The Incredible Shrinking Case For Summers

Former US Treasury Secretary Lawrence Summers speaks during a financial and economic event discussing the financial crisis at the London School of Economics (LSE) in London on March 25, 2013.

Photo by JASON ALDEN/AFP/Getty Images

One argument for Larry Summers over Janet Yellen as Federal Reserve chair is that Summers—an East Coast operator with ties to the hedge fund industry—has credibility with financial markets in the way that an academic and bureaucrat living in the Bay Area doesn’t. But when CNBC surveyed the Street that’s not what they found:

Yellen also beats Summers when CNBC asks participants who the president should nominate, with 50 percent choosing Yellen and 12.5 percent saying he should reappoint Bernanke. Even write-in candidate John Taylor, the Stanford University economist, beats out Summers on who the president should nominate.

Claims that he’d pursue financial regulation more seriously than people think seem undermined by the fact that he’s done not-previously-disclosed consulting for Citi since leaving the White House on top of his well-known gig with D.E. Shaw.

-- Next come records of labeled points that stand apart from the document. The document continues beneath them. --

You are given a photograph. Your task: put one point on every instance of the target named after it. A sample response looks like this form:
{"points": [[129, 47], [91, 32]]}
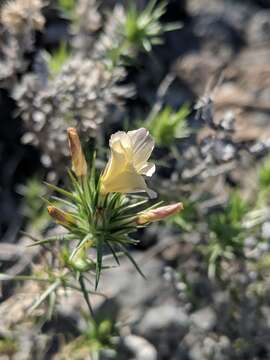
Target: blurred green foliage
{"points": [[96, 338], [8, 346], [67, 7], [226, 232], [141, 30]]}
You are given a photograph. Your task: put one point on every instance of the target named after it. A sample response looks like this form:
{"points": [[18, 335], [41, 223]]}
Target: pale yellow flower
{"points": [[60, 216], [128, 163], [18, 15], [159, 213], [79, 165]]}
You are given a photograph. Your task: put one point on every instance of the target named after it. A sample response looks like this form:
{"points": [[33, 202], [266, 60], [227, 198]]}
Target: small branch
{"points": [[86, 295]]}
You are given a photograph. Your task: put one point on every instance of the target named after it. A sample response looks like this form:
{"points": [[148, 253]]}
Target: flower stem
{"points": [[86, 296]]}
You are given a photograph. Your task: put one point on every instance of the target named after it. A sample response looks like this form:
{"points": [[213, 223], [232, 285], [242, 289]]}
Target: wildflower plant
{"points": [[99, 212]]}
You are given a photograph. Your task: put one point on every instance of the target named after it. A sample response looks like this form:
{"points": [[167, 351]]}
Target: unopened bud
{"points": [[159, 213], [79, 165], [61, 216]]}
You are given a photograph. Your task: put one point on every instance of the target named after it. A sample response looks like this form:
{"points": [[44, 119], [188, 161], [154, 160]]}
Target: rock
{"points": [[258, 29], [205, 318], [164, 326], [140, 348]]}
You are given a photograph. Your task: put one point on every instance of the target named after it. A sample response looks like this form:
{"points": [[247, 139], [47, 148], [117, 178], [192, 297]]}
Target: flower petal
{"points": [[142, 146], [148, 169]]}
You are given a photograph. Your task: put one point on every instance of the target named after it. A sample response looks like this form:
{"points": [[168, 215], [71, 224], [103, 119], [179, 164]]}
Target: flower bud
{"points": [[79, 165], [61, 216], [159, 213]]}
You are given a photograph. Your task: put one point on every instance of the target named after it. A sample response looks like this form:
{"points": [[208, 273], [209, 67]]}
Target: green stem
{"points": [[86, 296]]}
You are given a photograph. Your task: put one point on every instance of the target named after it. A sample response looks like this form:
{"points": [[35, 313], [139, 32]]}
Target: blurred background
{"points": [[196, 73]]}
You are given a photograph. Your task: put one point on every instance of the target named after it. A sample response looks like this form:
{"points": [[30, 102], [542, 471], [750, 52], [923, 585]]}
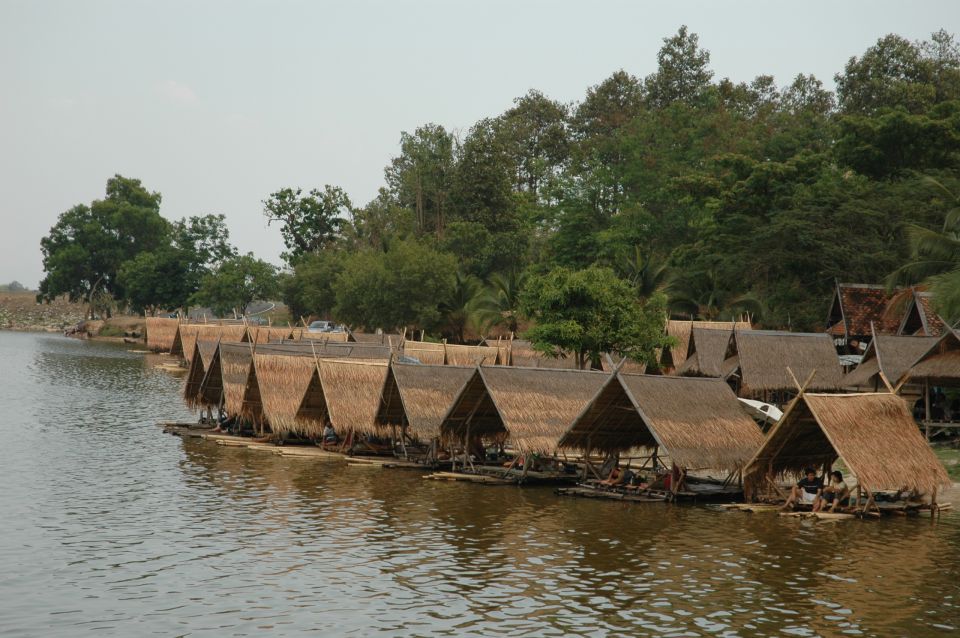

But perhaps Summers’ expertise on monetary policy is unique and exactly what the country needs? Well why not see what Summers himself said about monetary policy at an April 2012 event sponsored by the Stanford Institute for Economic Policy Research:

“I will leave the question of monetary policy to John [Taylor] where he is an expert. I don’t think the question of whether the Fed was wise or was unwise during the noughts bears on the question of whether government caused our problems. The Fed’s job is to set monetary policy and it may or may not have done the right job. But I will speak to the question of fiscal policy in the wake of the crisis.”

Obviously Summers is playing coy here, but you really do have to ask what justification there could be for the idea that the country’s top monetary policymaker should be someone who’s not comfortable speaking publicly about monetary policy?